From our postdigital view, in which technology and digital “things” are seen as always connected to the settings, people and practices in which they are situated, it is important to consider how different tools are integrated into the social and material learning environment. In part, this involves recognising that there is only a loose connection between how you intend or expect your students to engage with particular technologies, and what they will actually do (or even which technologies they will actually use). Indeed, what you intend or expect students to do more generally is only loosely connected to what they will actually do. The design of teaching is very important, but you cannot design learning experiences, only tasks for students to (hopefully) do (Goodyear, 2015). Design then needs to be followed up by thoughtful “orchestration” or the responsive guiding and scaffolding of learning as the course unfolds (Goodyear & Dimitriadis, 2013). While the teacher’s actions during a course might stop students from straying too far from the design intentions, there is still a limit to the control that the teacher has over what students actually do. Students will interpret instructions and goals according to their own understandings, beliefs, goals and motivations. All of this is part of the reason that technologies (or even teaching methods) cannot realistically be evaluated for their effectiveness in isolation of the context in which they are embedded. So, perhaps context and purpose should be the primary considerations when thinking about how technology is used in your teaching as an integrated part of a pedagogical approach? In other words,
(context + purpose) drives (pedagogy [which includes actual uses of technology])
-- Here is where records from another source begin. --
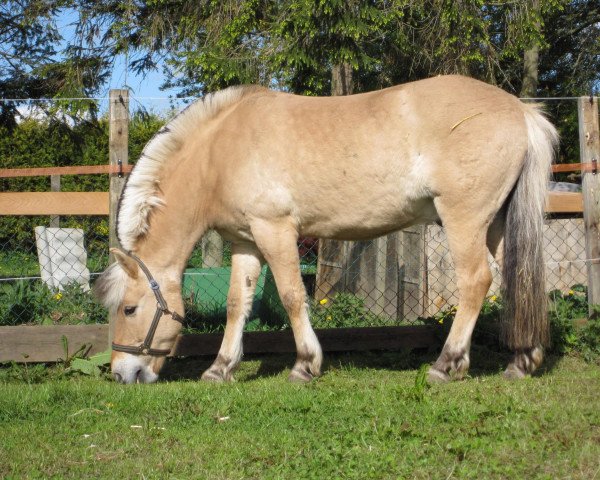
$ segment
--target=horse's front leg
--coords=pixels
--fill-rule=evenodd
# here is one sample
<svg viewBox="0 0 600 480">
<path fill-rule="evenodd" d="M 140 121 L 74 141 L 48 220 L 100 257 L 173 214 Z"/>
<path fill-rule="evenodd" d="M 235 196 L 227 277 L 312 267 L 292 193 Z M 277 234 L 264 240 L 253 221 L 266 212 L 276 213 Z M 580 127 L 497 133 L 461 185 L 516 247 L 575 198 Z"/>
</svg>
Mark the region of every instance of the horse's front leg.
<svg viewBox="0 0 600 480">
<path fill-rule="evenodd" d="M 227 294 L 227 324 L 219 354 L 202 380 L 233 380 L 233 372 L 242 359 L 242 334 L 252 310 L 262 256 L 253 244 L 233 244 L 231 280 Z"/>
<path fill-rule="evenodd" d="M 321 345 L 308 318 L 306 289 L 300 274 L 298 232 L 292 219 L 255 220 L 252 234 L 271 267 L 277 291 L 294 332 L 297 359 L 289 379 L 308 382 L 321 374 Z"/>
</svg>

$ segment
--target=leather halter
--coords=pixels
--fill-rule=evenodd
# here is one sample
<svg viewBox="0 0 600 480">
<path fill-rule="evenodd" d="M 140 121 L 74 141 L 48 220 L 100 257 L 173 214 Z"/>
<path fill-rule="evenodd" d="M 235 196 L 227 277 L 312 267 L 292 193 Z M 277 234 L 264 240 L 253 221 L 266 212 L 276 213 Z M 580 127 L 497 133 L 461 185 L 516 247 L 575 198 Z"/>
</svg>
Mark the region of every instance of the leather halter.
<svg viewBox="0 0 600 480">
<path fill-rule="evenodd" d="M 150 282 L 150 288 L 152 289 L 152 292 L 154 292 L 154 296 L 156 297 L 156 312 L 154 313 L 154 319 L 152 320 L 150 329 L 146 334 L 146 338 L 144 339 L 144 342 L 141 345 L 134 347 L 132 345 L 121 345 L 113 342 L 112 349 L 117 352 L 131 353 L 132 355 L 154 355 L 159 357 L 168 355 L 169 353 L 171 353 L 171 349 L 167 350 L 151 347 L 152 340 L 154 339 L 154 334 L 156 333 L 156 328 L 158 327 L 158 322 L 160 321 L 163 315 L 171 315 L 171 318 L 173 320 L 183 325 L 183 317 L 177 312 L 172 312 L 171 310 L 169 310 L 167 306 L 167 301 L 163 297 L 157 281 L 154 280 L 152 274 L 150 273 L 150 270 L 148 270 L 148 267 L 144 265 L 144 262 L 142 262 L 131 252 L 127 252 L 127 255 L 129 255 L 137 262 L 137 264 L 142 269 L 142 272 L 144 272 L 144 275 L 146 275 L 148 282 Z"/>
</svg>

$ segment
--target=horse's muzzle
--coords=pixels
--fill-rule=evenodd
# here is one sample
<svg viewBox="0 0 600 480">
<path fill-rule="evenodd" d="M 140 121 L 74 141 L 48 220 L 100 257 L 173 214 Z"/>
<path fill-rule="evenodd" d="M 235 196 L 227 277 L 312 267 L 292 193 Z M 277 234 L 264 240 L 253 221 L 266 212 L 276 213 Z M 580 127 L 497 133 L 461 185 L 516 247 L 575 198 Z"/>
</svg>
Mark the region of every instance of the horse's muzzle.
<svg viewBox="0 0 600 480">
<path fill-rule="evenodd" d="M 135 355 L 124 355 L 113 360 L 111 370 L 114 379 L 119 383 L 154 383 L 158 380 L 158 375 L 141 357 Z"/>
</svg>

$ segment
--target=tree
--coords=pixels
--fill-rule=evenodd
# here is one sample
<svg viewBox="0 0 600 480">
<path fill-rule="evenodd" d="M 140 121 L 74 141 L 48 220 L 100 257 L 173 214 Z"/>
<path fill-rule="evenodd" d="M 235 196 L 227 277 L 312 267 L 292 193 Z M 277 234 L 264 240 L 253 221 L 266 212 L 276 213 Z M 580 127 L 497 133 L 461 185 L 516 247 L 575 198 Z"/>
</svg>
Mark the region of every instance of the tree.
<svg viewBox="0 0 600 480">
<path fill-rule="evenodd" d="M 106 80 L 106 65 L 61 52 L 56 25 L 67 0 L 7 0 L 0 5 L 0 98 L 86 96 Z M 103 71 L 104 67 L 104 71 Z M 18 102 L 0 104 L 0 124 L 13 125 Z"/>
<path fill-rule="evenodd" d="M 238 83 L 326 95 L 334 70 L 356 91 L 462 73 L 518 92 L 523 51 L 545 46 L 541 19 L 566 2 L 530 1 L 84 0 L 79 23 L 102 25 L 109 56 L 127 51 L 137 71 L 164 64 L 183 95 Z"/>
<path fill-rule="evenodd" d="M 54 23 L 64 9 L 74 39 Z M 125 55 L 137 73 L 164 68 L 181 95 L 240 83 L 327 95 L 334 78 L 360 92 L 444 73 L 533 94 L 528 52 L 526 77 L 537 65 L 540 88 L 561 94 L 598 82 L 599 24 L 591 0 L 11 0 L 0 38 L 28 59 L 8 68 L 4 55 L 0 78 L 18 96 L 79 96 Z"/>
</svg>

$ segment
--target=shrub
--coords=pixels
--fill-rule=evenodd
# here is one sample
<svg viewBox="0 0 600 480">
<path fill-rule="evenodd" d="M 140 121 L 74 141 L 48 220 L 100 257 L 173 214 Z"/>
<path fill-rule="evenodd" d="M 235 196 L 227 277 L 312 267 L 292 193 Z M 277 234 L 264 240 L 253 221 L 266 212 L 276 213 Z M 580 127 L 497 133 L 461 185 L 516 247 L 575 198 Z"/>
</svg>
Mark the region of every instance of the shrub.
<svg viewBox="0 0 600 480">
<path fill-rule="evenodd" d="M 313 302 L 311 321 L 315 328 L 375 327 L 396 323 L 375 315 L 365 307 L 361 297 L 351 293 L 336 293 Z"/>
<path fill-rule="evenodd" d="M 41 282 L 18 281 L 0 289 L 0 325 L 106 323 L 106 310 L 91 292 L 72 284 L 54 291 Z"/>
</svg>

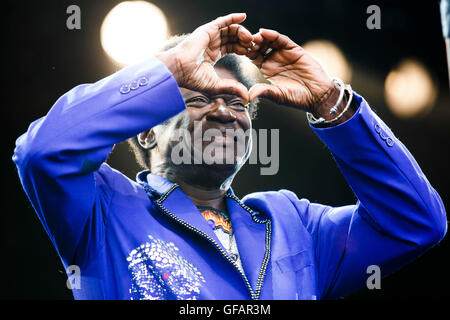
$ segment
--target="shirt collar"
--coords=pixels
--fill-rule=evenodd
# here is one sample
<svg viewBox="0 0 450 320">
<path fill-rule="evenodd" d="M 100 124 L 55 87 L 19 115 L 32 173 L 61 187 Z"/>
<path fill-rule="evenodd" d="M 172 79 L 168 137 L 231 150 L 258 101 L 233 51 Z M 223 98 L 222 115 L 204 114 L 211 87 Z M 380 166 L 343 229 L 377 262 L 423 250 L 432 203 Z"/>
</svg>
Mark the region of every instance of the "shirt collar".
<svg viewBox="0 0 450 320">
<path fill-rule="evenodd" d="M 146 189 L 148 188 L 150 192 L 156 193 L 159 196 L 162 196 L 175 184 L 167 178 L 151 173 L 150 170 L 143 170 L 139 172 L 136 175 L 136 181 L 142 187 Z M 234 195 L 231 187 L 228 188 L 227 193 Z"/>
</svg>

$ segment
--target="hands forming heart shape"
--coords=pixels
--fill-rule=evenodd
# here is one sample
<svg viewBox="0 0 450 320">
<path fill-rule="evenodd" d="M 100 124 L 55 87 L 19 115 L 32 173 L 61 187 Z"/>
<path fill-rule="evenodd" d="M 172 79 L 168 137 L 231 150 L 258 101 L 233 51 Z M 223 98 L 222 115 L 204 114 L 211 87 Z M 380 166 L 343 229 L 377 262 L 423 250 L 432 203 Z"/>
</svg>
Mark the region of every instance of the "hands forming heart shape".
<svg viewBox="0 0 450 320">
<path fill-rule="evenodd" d="M 169 66 L 180 87 L 230 92 L 248 102 L 264 97 L 315 113 L 316 107 L 334 90 L 330 76 L 287 36 L 269 29 L 260 29 L 252 35 L 240 25 L 245 18 L 245 13 L 219 17 L 198 27 L 158 58 Z M 258 83 L 247 90 L 236 80 L 219 78 L 214 64 L 229 53 L 247 56 L 269 83 Z"/>
</svg>

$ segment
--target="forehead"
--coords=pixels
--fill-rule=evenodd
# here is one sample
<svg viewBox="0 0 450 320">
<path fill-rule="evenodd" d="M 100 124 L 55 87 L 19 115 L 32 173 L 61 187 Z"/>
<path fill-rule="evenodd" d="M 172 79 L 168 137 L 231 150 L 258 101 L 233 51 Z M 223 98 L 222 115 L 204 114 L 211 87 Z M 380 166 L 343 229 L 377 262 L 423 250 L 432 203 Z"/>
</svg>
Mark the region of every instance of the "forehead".
<svg viewBox="0 0 450 320">
<path fill-rule="evenodd" d="M 225 68 L 219 67 L 219 68 L 214 68 L 214 70 L 216 71 L 217 75 L 220 78 L 237 80 L 237 78 L 231 73 L 231 71 L 229 71 Z M 191 96 L 199 93 L 198 91 L 194 91 L 194 90 L 190 90 L 190 89 L 186 89 L 186 88 L 180 88 L 180 91 L 183 94 L 183 97 L 185 97 L 185 98 L 191 97 Z M 229 93 L 225 93 L 225 92 L 224 92 L 224 95 L 227 95 L 230 98 L 239 97 L 237 95 L 233 95 L 233 94 L 229 94 Z"/>
</svg>

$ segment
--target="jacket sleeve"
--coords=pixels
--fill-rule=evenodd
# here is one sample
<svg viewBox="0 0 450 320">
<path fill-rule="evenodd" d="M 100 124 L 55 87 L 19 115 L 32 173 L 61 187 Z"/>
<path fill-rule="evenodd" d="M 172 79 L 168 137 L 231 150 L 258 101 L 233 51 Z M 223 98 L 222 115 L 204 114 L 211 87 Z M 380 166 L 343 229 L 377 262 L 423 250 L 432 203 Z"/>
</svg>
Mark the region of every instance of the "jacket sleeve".
<svg viewBox="0 0 450 320">
<path fill-rule="evenodd" d="M 63 263 L 80 260 L 80 245 L 101 245 L 114 144 L 184 109 L 176 80 L 151 58 L 73 88 L 17 139 L 20 181 Z"/>
<path fill-rule="evenodd" d="M 447 231 L 441 198 L 406 147 L 359 95 L 346 122 L 313 130 L 328 146 L 358 198 L 328 207 L 286 194 L 316 246 L 322 298 L 339 298 L 366 285 L 376 265 L 386 276 L 437 244 Z M 286 192 L 286 191 L 285 191 Z M 306 210 L 305 210 L 306 208 Z"/>
</svg>

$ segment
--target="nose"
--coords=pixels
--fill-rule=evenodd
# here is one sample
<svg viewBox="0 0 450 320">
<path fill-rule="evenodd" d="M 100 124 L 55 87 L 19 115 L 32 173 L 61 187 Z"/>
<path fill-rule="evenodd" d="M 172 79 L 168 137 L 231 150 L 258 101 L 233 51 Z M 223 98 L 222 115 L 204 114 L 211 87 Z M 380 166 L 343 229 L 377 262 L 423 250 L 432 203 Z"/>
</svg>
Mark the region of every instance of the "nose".
<svg viewBox="0 0 450 320">
<path fill-rule="evenodd" d="M 230 123 L 236 121 L 237 117 L 226 107 L 223 99 L 217 99 L 212 104 L 212 109 L 206 116 L 207 120 L 221 123 Z"/>
</svg>

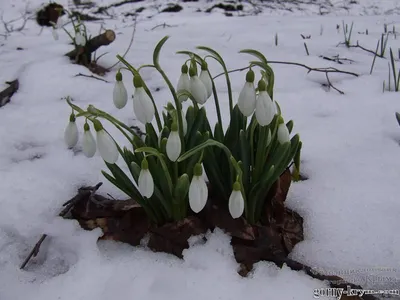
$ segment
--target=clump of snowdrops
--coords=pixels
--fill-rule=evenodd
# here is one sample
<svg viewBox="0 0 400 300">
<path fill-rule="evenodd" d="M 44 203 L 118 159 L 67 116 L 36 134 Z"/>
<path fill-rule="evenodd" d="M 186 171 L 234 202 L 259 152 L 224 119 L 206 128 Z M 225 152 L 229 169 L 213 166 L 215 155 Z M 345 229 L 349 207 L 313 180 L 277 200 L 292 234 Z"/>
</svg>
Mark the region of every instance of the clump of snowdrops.
<svg viewBox="0 0 400 300">
<path fill-rule="evenodd" d="M 232 218 L 244 214 L 248 222 L 255 224 L 260 221 L 266 196 L 274 182 L 291 163 L 294 173 L 298 174 L 300 164 L 299 135 L 290 137 L 293 122 L 284 122 L 279 105 L 273 100 L 274 73 L 261 53 L 242 50 L 241 53 L 253 55 L 258 60 L 249 63 L 243 88 L 234 104 L 224 60 L 215 50 L 201 46 L 197 49 L 208 53 L 204 58 L 190 51 L 178 52 L 188 59 L 181 66 L 181 75 L 174 86 L 159 64 L 159 53 L 167 39 L 168 36 L 157 44 L 151 65 L 136 69 L 117 56 L 125 67 L 116 74 L 114 105 L 122 109 L 128 103 L 121 71 L 129 71 L 133 74 L 133 111 L 145 125 L 145 137 L 142 139 L 135 130 L 92 105 L 83 110 L 67 99 L 72 114 L 65 141 L 68 147 L 77 144 L 79 136 L 75 120 L 85 118 L 83 153 L 93 157 L 98 150 L 110 171 L 103 171 L 103 175 L 135 199 L 157 224 L 185 218 L 190 213 L 189 207 L 194 213 L 205 207 L 209 201 L 205 174 L 213 197 L 226 203 Z M 230 116 L 226 130 L 221 126 L 219 99 L 208 70 L 208 59 L 216 60 L 225 74 Z M 156 69 L 171 91 L 174 101 L 167 103 L 161 115 L 140 75 L 143 68 Z M 259 69 L 261 74 L 257 83 L 254 69 Z M 210 124 L 203 106 L 211 97 L 216 106 L 216 124 Z M 184 101 L 191 101 L 186 111 L 182 109 Z M 120 130 L 129 147 L 118 145 L 103 127 L 101 119 Z M 130 174 L 117 165 L 119 156 Z"/>
<path fill-rule="evenodd" d="M 59 10 L 60 10 L 60 12 L 59 12 L 60 15 L 57 19 L 57 23 L 52 24 L 53 25 L 53 27 L 52 27 L 53 38 L 55 40 L 58 40 L 58 38 L 59 38 L 58 31 L 60 29 L 62 29 L 69 36 L 71 41 L 74 43 L 74 46 L 76 49 L 78 49 L 79 47 L 84 47 L 86 45 L 87 41 L 90 39 L 90 37 L 88 37 L 88 35 L 87 35 L 87 30 L 86 30 L 85 24 L 80 20 L 79 17 L 74 17 L 68 10 L 62 9 L 62 8 L 60 8 Z M 69 16 L 69 19 L 71 20 L 72 27 L 73 27 L 72 33 L 70 33 L 65 28 L 66 22 L 63 20 L 63 18 L 61 16 L 62 11 L 67 13 L 67 15 Z"/>
</svg>

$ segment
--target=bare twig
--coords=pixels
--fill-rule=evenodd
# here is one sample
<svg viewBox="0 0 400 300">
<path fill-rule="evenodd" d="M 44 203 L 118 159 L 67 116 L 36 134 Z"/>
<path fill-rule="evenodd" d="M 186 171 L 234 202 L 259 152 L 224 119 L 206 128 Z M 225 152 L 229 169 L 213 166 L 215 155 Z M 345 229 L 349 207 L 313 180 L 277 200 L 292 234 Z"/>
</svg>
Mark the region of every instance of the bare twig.
<svg viewBox="0 0 400 300">
<path fill-rule="evenodd" d="M 308 70 L 307 73 L 311 73 L 311 72 L 321 72 L 321 73 L 341 73 L 341 74 L 347 74 L 347 75 L 352 75 L 355 77 L 358 77 L 359 75 L 353 72 L 349 72 L 349 71 L 343 71 L 343 70 L 338 70 L 336 68 L 312 68 L 309 67 L 307 65 L 301 64 L 301 63 L 296 63 L 296 62 L 289 62 L 289 61 L 273 61 L 273 60 L 269 60 L 268 64 L 282 64 L 282 65 L 293 65 L 293 66 L 298 66 L 298 67 L 303 67 L 305 69 Z M 228 71 L 228 73 L 234 73 L 234 72 L 242 72 L 245 71 L 247 69 L 249 69 L 250 67 L 244 67 L 244 68 L 239 68 L 239 69 L 234 69 L 234 70 L 230 70 Z M 225 73 L 220 73 L 216 76 L 213 77 L 213 79 L 216 79 L 222 75 L 225 75 Z"/>
<path fill-rule="evenodd" d="M 99 182 L 95 186 L 80 188 L 78 190 L 78 194 L 75 197 L 73 197 L 71 200 L 68 200 L 67 202 L 65 202 L 63 204 L 63 206 L 65 208 L 58 215 L 60 217 L 66 216 L 69 213 L 69 211 L 74 207 L 74 205 L 76 205 L 79 201 L 81 201 L 82 199 L 84 199 L 86 197 L 89 197 L 89 199 L 93 199 L 94 194 L 97 192 L 97 190 L 100 188 L 100 186 L 102 186 L 102 184 L 103 184 L 102 182 Z M 26 265 L 28 264 L 28 262 L 31 260 L 31 258 L 36 257 L 38 255 L 40 246 L 42 245 L 42 243 L 44 242 L 46 237 L 47 237 L 46 234 L 43 234 L 40 237 L 39 241 L 35 244 L 35 246 L 31 250 L 31 252 L 29 252 L 27 258 L 21 264 L 20 269 L 24 269 L 26 267 Z"/>
<path fill-rule="evenodd" d="M 332 56 L 332 57 L 327 57 L 327 56 L 321 55 L 320 57 L 322 59 L 325 59 L 325 60 L 336 62 L 336 63 L 338 63 L 340 65 L 343 64 L 343 61 L 348 61 L 350 63 L 354 62 L 354 60 L 349 59 L 349 58 L 340 58 L 339 55 L 335 55 L 335 56 Z"/>
<path fill-rule="evenodd" d="M 132 35 L 131 35 L 131 40 L 129 41 L 128 48 L 126 48 L 125 53 L 122 55 L 122 58 L 125 58 L 125 56 L 128 54 L 129 50 L 132 47 L 133 40 L 135 39 L 136 24 L 137 24 L 137 17 L 135 17 L 135 19 L 133 20 L 133 31 L 132 31 Z M 118 64 L 119 64 L 119 60 L 115 64 L 113 64 L 111 67 L 108 67 L 107 70 L 111 70 Z"/>
<path fill-rule="evenodd" d="M 332 82 L 329 80 L 329 75 L 328 75 L 328 73 L 325 73 L 325 76 L 326 76 L 326 80 L 328 81 L 328 86 L 331 87 L 331 88 L 333 88 L 333 89 L 334 89 L 335 91 L 337 91 L 339 94 L 344 95 L 344 92 L 341 91 L 341 90 L 339 90 L 338 88 L 336 88 L 336 87 L 332 84 Z"/>
<path fill-rule="evenodd" d="M 97 80 L 109 83 L 109 81 L 107 81 L 107 80 L 105 80 L 103 78 L 99 78 L 99 77 L 96 77 L 96 76 L 93 76 L 93 75 L 86 75 L 86 74 L 82 74 L 82 73 L 76 74 L 74 77 L 79 77 L 79 76 L 87 77 L 87 78 L 93 78 L 93 79 L 97 79 Z"/>
<path fill-rule="evenodd" d="M 29 20 L 30 17 L 31 17 L 31 16 L 28 14 L 27 11 L 28 11 L 28 9 L 27 9 L 27 7 L 26 7 L 26 8 L 25 8 L 25 12 L 22 13 L 21 16 L 20 16 L 19 18 L 12 19 L 12 20 L 10 20 L 10 21 L 4 21 L 4 16 L 3 16 L 4 13 L 1 13 L 1 15 L 0 15 L 0 21 L 3 23 L 4 30 L 5 30 L 5 32 L 6 32 L 6 35 L 3 35 L 3 36 L 7 36 L 7 34 L 10 34 L 10 33 L 12 33 L 12 32 L 19 32 L 19 31 L 24 30 L 25 25 L 26 25 L 26 22 L 28 22 L 28 20 Z M 14 28 L 13 23 L 18 22 L 18 21 L 20 21 L 20 20 L 22 20 L 21 26 L 19 26 L 19 27 L 17 27 L 17 28 Z"/>
<path fill-rule="evenodd" d="M 158 24 L 158 25 L 154 26 L 150 30 L 154 30 L 158 27 L 166 28 L 166 27 L 178 27 L 178 26 L 177 25 L 168 25 L 167 23 L 164 22 L 163 24 Z"/>
</svg>

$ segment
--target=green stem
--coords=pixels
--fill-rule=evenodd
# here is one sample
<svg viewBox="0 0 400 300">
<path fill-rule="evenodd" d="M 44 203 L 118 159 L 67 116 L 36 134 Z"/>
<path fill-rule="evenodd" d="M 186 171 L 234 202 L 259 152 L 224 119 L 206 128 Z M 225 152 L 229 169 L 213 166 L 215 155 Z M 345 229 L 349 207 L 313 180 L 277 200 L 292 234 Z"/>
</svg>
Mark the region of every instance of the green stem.
<svg viewBox="0 0 400 300">
<path fill-rule="evenodd" d="M 220 109 L 220 107 L 219 107 L 217 89 L 216 89 L 216 87 L 215 87 L 214 79 L 211 77 L 210 71 L 207 70 L 207 72 L 208 72 L 208 76 L 210 76 L 210 78 L 211 78 L 212 90 L 213 90 L 213 95 L 214 95 L 215 109 L 217 110 L 218 123 L 221 125 L 221 128 L 222 128 L 221 109 Z"/>
</svg>

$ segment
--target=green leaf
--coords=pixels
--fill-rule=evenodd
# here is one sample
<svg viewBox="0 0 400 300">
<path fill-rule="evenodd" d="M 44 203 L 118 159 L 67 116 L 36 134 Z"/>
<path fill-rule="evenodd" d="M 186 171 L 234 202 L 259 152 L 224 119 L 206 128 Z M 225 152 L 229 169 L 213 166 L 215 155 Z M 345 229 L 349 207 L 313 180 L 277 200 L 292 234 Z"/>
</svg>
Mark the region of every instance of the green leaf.
<svg viewBox="0 0 400 300">
<path fill-rule="evenodd" d="M 400 113 L 396 112 L 397 123 L 400 125 Z"/>
<path fill-rule="evenodd" d="M 228 130 L 225 135 L 224 144 L 229 148 L 234 157 L 238 157 L 239 153 L 239 133 L 243 127 L 244 116 L 239 110 L 239 107 L 235 105 L 231 115 L 231 121 Z"/>
<path fill-rule="evenodd" d="M 224 131 L 222 130 L 222 125 L 219 124 L 218 122 L 215 123 L 214 138 L 217 142 L 220 142 L 220 143 L 224 142 Z"/>
<path fill-rule="evenodd" d="M 249 191 L 250 186 L 250 144 L 246 139 L 246 133 L 244 130 L 240 131 L 240 160 L 242 161 L 243 171 L 243 189 L 245 192 Z M 245 195 L 248 195 L 245 193 Z"/>
<path fill-rule="evenodd" d="M 191 105 L 186 110 L 186 123 L 187 123 L 187 132 L 192 130 L 192 126 L 194 124 L 195 114 L 194 107 Z M 186 135 L 187 138 L 187 135 Z"/>
<path fill-rule="evenodd" d="M 131 162 L 131 164 L 130 164 L 130 170 L 131 170 L 133 179 L 134 179 L 136 182 L 138 182 L 138 180 L 139 180 L 139 174 L 140 174 L 140 166 L 139 166 L 137 163 L 135 163 L 135 162 Z"/>
<path fill-rule="evenodd" d="M 187 132 L 187 135 L 186 135 L 186 138 L 187 138 L 187 143 L 186 144 L 188 145 L 187 149 L 193 148 L 194 143 L 195 143 L 195 138 L 196 138 L 196 132 L 197 131 L 202 132 L 201 129 L 202 129 L 203 125 L 204 125 L 205 119 L 206 119 L 206 110 L 205 110 L 204 107 L 202 107 L 198 111 L 197 116 L 196 116 L 196 118 L 195 118 L 195 120 L 193 122 L 193 125 L 190 128 L 190 131 L 189 131 L 189 128 L 188 128 L 188 132 Z"/>
<path fill-rule="evenodd" d="M 253 55 L 253 56 L 257 57 L 263 63 L 268 64 L 268 61 L 265 58 L 265 56 L 262 53 L 260 53 L 259 51 L 257 51 L 257 50 L 243 49 L 243 50 L 240 50 L 239 53 L 246 53 L 246 54 Z"/>
<path fill-rule="evenodd" d="M 205 46 L 198 46 L 196 48 L 199 50 L 204 50 L 204 51 L 207 51 L 208 53 L 211 53 L 221 65 L 225 66 L 225 62 L 222 59 L 222 56 L 219 55 L 219 53 L 217 51 L 215 51 L 214 49 L 211 49 L 211 48 L 205 47 Z"/>
<path fill-rule="evenodd" d="M 168 36 L 168 35 L 165 36 L 165 37 L 163 37 L 163 38 L 161 39 L 161 41 L 158 42 L 156 48 L 154 49 L 154 52 L 153 52 L 153 64 L 154 64 L 154 66 L 155 66 L 156 68 L 159 68 L 159 66 L 160 66 L 159 61 L 158 61 L 158 58 L 159 58 L 159 56 L 160 56 L 161 48 L 162 48 L 162 46 L 164 46 L 165 42 L 166 42 L 168 39 L 169 39 L 169 36 Z"/>
<path fill-rule="evenodd" d="M 289 130 L 289 134 L 292 133 L 292 130 L 293 130 L 293 121 L 290 120 L 289 122 L 287 122 L 287 123 L 286 123 L 286 127 L 287 127 L 288 130 Z"/>
<path fill-rule="evenodd" d="M 224 144 L 209 139 L 209 140 L 205 141 L 204 143 L 201 143 L 200 145 L 190 149 L 189 151 L 186 151 L 184 154 L 182 154 L 178 158 L 178 162 L 184 161 L 184 160 L 188 159 L 189 157 L 195 155 L 196 153 L 204 150 L 207 147 L 211 147 L 211 146 L 220 147 L 220 148 L 224 149 L 227 152 L 228 157 L 231 156 L 231 153 L 230 153 L 229 149 Z"/>
<path fill-rule="evenodd" d="M 146 123 L 146 145 L 158 148 L 158 136 L 151 123 Z"/>
<path fill-rule="evenodd" d="M 196 140 L 195 146 L 200 145 L 201 142 L 203 141 L 203 136 L 201 135 L 200 131 L 196 132 L 196 139 L 195 140 Z M 187 173 L 189 178 L 192 178 L 193 168 L 196 165 L 196 163 L 199 162 L 201 156 L 202 156 L 202 152 L 197 153 L 196 155 L 193 155 L 187 162 L 186 170 L 183 170 L 182 173 Z"/>
<path fill-rule="evenodd" d="M 177 211 L 177 219 L 183 219 L 187 215 L 187 201 L 186 195 L 189 192 L 189 176 L 187 174 L 183 174 L 178 178 L 174 189 L 174 211 Z"/>
</svg>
You can listen to a recording of our presentation here:
For more on the theory behind our postdigital perspective, see:
- Fawns, T. (2019). Postdigital education in design and practice. Postdigital Science and Education, 1(1), 132–145.
For more on the importance of purpose:
- Biesta, G. J. J. (2009). Good education in an age of measurement: on the need to reconnect with the question of purpose in education. Educational Assessment, Evaluation and Accountability, 21(1), 33–46.
- Goodyear, P. (2015). Teaching as design. HERDSA Review of Higher Education Volume 2, 2, 27–50.
- Goodyear, P., & Dimitriadis, Y. (2013). In medias res: reframing design for learning. Research in Learning Technology, 21, 1–13.